Jednak fakty były cienkie jak lód podczas późnych majowych przymrozków. Wszystko zaczęło się w 2017 r. od alarmu hiszpańskiego ruchu ekologicznego „Ecologistas en Acción”, który miał zwrócić uwagę władz na nowe zjawisko: aby narazić przejrzałe oliwki na mniejsze ryzyko i móc zebrać większe obszary w krótszym czasie, producenci rozpoczęli zbiory w nocy – za pomocą ogromnych maszyn. Jak szczotki czyszczące w myjni samochodowej, kombajny obejmują z dwóch stron rząd za rzędem drzewek oliwnych w tych uprawach, potrząsając nimi i wysysając owoce z gałęzi. Ptaki śpiewające, które licznie zimują w Hiszpanii w czasie zbiorów od listopada do marca i gnieżdżą się na drzewach, miały niewielkie szanse na przeżycie podczas tego procesu. Silne reflektory podczas nocnych zbiorów również oślepiają ptaki, tak że zazwyczaj nawet nie próbują uciec przed zbliżającym się piekłem latając.

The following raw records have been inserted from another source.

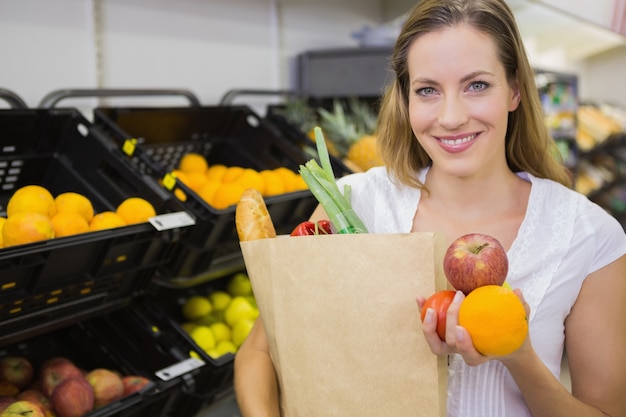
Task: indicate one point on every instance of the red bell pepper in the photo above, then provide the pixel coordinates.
(308, 228)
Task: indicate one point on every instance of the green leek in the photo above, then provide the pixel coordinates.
(322, 184)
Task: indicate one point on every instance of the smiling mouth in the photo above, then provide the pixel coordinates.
(457, 141)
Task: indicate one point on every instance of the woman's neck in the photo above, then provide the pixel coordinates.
(476, 197)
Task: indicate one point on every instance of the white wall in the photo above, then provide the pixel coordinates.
(206, 46)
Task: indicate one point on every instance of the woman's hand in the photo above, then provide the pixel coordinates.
(458, 339)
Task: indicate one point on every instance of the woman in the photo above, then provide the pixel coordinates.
(462, 135)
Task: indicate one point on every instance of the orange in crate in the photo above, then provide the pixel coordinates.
(74, 202)
(68, 223)
(26, 227)
(135, 210)
(31, 198)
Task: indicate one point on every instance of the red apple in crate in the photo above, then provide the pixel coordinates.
(16, 369)
(73, 397)
(134, 383)
(107, 386)
(5, 401)
(7, 389)
(474, 260)
(54, 371)
(37, 397)
(21, 409)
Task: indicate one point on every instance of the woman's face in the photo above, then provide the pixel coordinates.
(459, 100)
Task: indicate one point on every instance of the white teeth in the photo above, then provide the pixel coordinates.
(457, 141)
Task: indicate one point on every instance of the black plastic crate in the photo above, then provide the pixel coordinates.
(156, 139)
(170, 301)
(53, 283)
(136, 340)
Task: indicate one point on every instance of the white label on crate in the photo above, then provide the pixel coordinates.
(179, 368)
(172, 220)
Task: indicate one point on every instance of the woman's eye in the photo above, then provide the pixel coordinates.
(426, 91)
(478, 86)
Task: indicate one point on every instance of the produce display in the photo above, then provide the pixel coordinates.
(33, 214)
(220, 320)
(477, 265)
(221, 186)
(59, 387)
(350, 128)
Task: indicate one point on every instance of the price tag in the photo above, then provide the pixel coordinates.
(169, 181)
(179, 368)
(172, 220)
(129, 146)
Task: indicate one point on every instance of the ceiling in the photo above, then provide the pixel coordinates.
(547, 31)
(550, 31)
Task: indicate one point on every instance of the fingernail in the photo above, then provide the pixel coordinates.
(430, 314)
(459, 333)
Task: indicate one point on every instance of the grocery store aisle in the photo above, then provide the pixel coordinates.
(226, 407)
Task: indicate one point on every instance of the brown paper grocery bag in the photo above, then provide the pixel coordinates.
(343, 325)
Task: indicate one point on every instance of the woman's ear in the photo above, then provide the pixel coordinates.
(515, 95)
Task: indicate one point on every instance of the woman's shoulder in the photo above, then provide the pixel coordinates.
(588, 220)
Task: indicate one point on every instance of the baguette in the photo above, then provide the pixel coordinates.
(252, 219)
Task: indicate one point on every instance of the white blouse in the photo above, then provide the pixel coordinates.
(563, 238)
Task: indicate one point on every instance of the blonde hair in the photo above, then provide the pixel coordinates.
(529, 147)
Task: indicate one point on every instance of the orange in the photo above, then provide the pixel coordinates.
(182, 177)
(26, 227)
(273, 183)
(68, 223)
(250, 178)
(195, 180)
(226, 195)
(33, 199)
(231, 174)
(216, 172)
(74, 202)
(495, 318)
(193, 162)
(106, 220)
(135, 210)
(2, 221)
(208, 190)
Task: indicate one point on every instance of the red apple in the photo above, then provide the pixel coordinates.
(5, 401)
(55, 371)
(37, 397)
(8, 389)
(17, 370)
(439, 302)
(107, 386)
(474, 260)
(73, 397)
(22, 408)
(134, 383)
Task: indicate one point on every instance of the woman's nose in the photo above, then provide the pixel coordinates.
(453, 112)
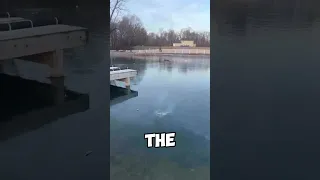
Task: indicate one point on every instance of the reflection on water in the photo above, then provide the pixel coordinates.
(173, 97)
(266, 89)
(28, 105)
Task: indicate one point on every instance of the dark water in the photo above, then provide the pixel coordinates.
(265, 105)
(173, 97)
(265, 92)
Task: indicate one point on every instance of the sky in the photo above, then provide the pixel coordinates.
(171, 14)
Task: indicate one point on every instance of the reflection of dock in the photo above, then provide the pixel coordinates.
(39, 104)
(40, 41)
(124, 75)
(119, 95)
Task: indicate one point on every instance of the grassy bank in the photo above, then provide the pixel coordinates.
(166, 47)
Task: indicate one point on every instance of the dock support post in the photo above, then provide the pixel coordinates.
(56, 64)
(127, 82)
(58, 92)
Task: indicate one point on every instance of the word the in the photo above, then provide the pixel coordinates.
(160, 139)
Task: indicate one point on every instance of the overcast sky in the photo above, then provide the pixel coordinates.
(171, 14)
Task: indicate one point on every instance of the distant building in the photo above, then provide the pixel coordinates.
(184, 43)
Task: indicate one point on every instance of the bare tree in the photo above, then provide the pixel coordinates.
(116, 7)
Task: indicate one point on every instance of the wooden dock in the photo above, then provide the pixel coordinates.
(41, 44)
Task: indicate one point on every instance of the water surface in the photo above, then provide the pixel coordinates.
(174, 96)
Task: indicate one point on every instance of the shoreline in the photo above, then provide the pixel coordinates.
(145, 55)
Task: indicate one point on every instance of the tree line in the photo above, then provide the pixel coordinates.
(129, 32)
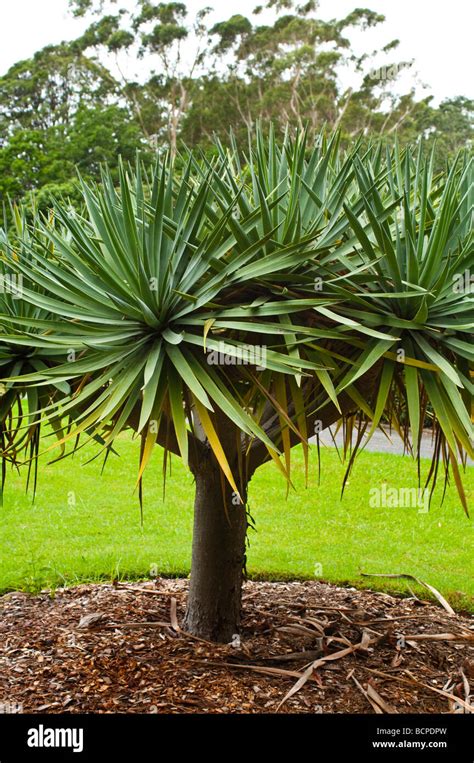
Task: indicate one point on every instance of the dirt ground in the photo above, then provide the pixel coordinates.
(119, 649)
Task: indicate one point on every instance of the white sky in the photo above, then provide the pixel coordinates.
(436, 33)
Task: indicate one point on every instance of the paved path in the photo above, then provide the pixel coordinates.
(381, 444)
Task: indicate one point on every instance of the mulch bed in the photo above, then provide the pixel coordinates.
(119, 649)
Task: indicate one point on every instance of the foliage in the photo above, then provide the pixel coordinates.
(344, 267)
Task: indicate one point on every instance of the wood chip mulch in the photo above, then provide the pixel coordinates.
(305, 647)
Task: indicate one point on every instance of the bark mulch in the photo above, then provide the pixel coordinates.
(305, 647)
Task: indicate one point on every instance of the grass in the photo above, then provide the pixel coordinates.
(86, 527)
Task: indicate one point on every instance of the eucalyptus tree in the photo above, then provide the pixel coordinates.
(235, 307)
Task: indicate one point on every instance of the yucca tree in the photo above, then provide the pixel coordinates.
(235, 308)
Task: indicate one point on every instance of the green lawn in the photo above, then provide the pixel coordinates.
(86, 527)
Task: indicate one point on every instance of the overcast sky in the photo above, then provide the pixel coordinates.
(436, 33)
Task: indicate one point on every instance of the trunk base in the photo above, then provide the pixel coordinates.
(218, 558)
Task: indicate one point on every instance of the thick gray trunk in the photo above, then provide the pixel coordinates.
(218, 557)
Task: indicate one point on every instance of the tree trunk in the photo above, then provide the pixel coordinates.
(218, 556)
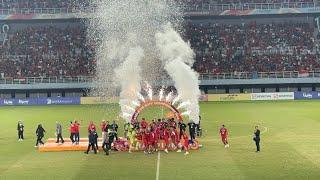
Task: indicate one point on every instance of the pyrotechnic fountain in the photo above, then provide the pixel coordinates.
(139, 47)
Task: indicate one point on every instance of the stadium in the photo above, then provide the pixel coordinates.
(159, 89)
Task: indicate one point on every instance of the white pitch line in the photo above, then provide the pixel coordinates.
(158, 166)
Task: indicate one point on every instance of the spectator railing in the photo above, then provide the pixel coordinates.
(36, 80)
(237, 75)
(247, 6)
(190, 8)
(260, 75)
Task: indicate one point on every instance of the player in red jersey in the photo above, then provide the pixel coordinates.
(145, 136)
(185, 143)
(174, 137)
(72, 132)
(143, 123)
(76, 132)
(91, 127)
(224, 136)
(157, 132)
(165, 135)
(151, 140)
(139, 139)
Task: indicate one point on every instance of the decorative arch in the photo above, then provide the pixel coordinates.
(149, 103)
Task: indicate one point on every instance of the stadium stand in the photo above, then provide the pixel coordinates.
(46, 51)
(222, 48)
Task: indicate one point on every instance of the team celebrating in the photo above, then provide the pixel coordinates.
(159, 134)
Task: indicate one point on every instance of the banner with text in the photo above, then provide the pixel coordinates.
(307, 95)
(272, 96)
(229, 97)
(40, 101)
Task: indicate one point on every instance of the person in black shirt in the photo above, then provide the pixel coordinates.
(192, 130)
(96, 141)
(256, 138)
(20, 129)
(198, 128)
(107, 145)
(182, 127)
(114, 128)
(40, 133)
(92, 137)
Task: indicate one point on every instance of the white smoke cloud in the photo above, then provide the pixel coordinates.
(129, 76)
(178, 56)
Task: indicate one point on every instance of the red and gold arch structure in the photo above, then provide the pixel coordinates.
(173, 110)
(176, 113)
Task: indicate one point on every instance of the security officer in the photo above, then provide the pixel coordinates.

Tyle w kwestii tego, co podejrzewali obrońcy praw zwierząt. W efekcie sporządzono ekspertyzę, która jednak – jak podkreśla urząd – nie została opublikowana jako oficjalny dokument samorządu wojewódzkiego. Nieoficjalny wynik jest jednak jednoznaczny. Raport, który został opublikowany online przez Ecologistas en Acción, stwierdza, że nocny zbiór oliwek na superintensywnych plantacjach jest problemem o daleko idących konsekwencjach: „Skutki dla środowiska wykraczają poza granice geograficzne Andaluzji i Hiszpanii, a także wpływają na wartości środowiskowe w różnych innych krajach Unii Europejskiej”. Przypomina na przykład, że praktyka zbierania owoców w nocy za pomocą dużych maszyn i reflektorów jest prawdopodobnie nielegalna, ponieważ stanowi naruszenie europejskiej dyrektywy ptasiej, która obowiązuje wszystkie państwa członkowskie.

 

List do redakcji przerodził się w „badanie”

Eksperci ds. środowiska policzyli do 100 martwych ptaków na hektar na niektórych plantacjach i ekstrapolowali, że w całej Andaluzji „nawet przy ostrożnych szacunkach, 2,6 mln ptaków jest dotkniętych w każdym roku”.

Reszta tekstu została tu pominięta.